Inducing Overthinking: A New DoS Attack Paradigm Against Large Reasoning Model Systems

The research team discovered an 'overthinking' vulnerability in Large Reasoning Models (LRMs). By constructing adversarial inputs using a hierarchical genetic algorithm, the output length of the model can be increased by up to 26.1 times, forming a new denial-of-service (DoS) attack vector targeting the semantic layer of AI systems. This attack exploits the model's inherent reasoning mechanism, leading to a surge in computational resource consumption and deterioration of service latency. It also features black-box implementability and strong transferability, posing challenges to the security of large models deployed in critical systems.

Large reasoning models (such as OpenAI's o-series, DeepSeek-R1, etc.) demonstrate powerful multi-step reasoning capabilities through the Chain-of-Thought mechanism. However, when faced with incomplete or logically inconsistent inputs, they fall into a state of 'repeated pondering' and generate abnormally lengthy reasoning traces. While this trait may reflect 'caution', it becomes an exploitable vulnerability under malicious inputs.

The core of the attack is to systematically perturb the logical structure of the input, triggering the model's overthinking mechanism and leading to a surge in response length. Its characteristics include: a maximum 26.1-fold increase in response length (on the MATH benchmark), a significant rise in GPU computation time and energy consumption, deterioration of service latency, and black-box implementability (no need for internal model access).

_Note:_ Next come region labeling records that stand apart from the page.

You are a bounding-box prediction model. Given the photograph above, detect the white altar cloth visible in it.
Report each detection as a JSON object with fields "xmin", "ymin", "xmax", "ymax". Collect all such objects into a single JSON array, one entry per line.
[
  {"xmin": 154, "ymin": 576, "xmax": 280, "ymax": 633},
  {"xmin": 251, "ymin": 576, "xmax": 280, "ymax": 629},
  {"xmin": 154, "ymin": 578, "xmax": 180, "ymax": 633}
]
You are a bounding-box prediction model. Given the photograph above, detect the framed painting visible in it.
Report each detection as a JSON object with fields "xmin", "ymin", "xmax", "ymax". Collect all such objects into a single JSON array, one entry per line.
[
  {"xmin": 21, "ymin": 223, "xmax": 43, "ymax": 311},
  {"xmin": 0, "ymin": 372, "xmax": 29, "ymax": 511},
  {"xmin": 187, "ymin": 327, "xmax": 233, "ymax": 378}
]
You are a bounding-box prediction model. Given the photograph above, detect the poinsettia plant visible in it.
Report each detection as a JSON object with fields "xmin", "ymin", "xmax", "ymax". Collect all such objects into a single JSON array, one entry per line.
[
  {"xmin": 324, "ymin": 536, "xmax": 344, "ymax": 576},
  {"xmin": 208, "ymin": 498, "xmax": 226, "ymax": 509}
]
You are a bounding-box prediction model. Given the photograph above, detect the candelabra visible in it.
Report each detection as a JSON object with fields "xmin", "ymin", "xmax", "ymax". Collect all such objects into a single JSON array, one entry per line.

Unlike traditional network-layer DoS attacks, this attack targets the semantic layer—inputs are syntactically valid but logically flawed, making them harder to detect and defend against.

The research uses a Hierarchical Genetic Algorithm (HGA) to construct adversarial inputs: 1. Structured problem decomposition (e.g., known conditions, objectives, intermediate steps of mathematical problems); 2. Composite fitness function (simultaneously optimizing response length and overthinking markers such as language patterns of repeated pondering and self-doubt); 3. Black-box optimization strategy (optimization only through input-output feedback, close to real-world scenarios of commercial APIs).

Validated on four advanced large reasoning models: 1. Adversarial inputs significantly increase response length; 2. The attack has strong transferability (adversarial inputs generated by small proxy models are effective against large commercial models like GPT-4 and Claude); 3. The effect of HGA-optimized samples is far better than manually constructed baselines with missing premises, indicating that the overthinking vulnerability has complex patterns.

Potential defense directions include: 1. Input validation and filtering (checking logical consistency, requiring users to clarify incomplete/contradictory inputs); 2. Reasoning length limitation (setting token or step limits, interrupting and returning results when exceeding thresholds); 3. Anomaly detection (monitoring statistical features of reasoning patterns to identify abnormal thinking behaviors); 4. Adversarial training (introducing adversarial samples to enhance robustness).

This study reveals the systemic challenges of AI security: the enhancement of model capabilities is accompanied by new attack surfaces, and the overthinking vulnerability is related to the reasoning mechanism itself. When deploying critical systems, it is necessary to comprehensively evaluate security features—not only focusing on traditional adversarial samples but also considering attacks that consume computational resources. The industry is called upon to pay attention to this vulnerability, incorporate it into the security considerations of product design and deployment, and build reliable AI systems through attack-defense games.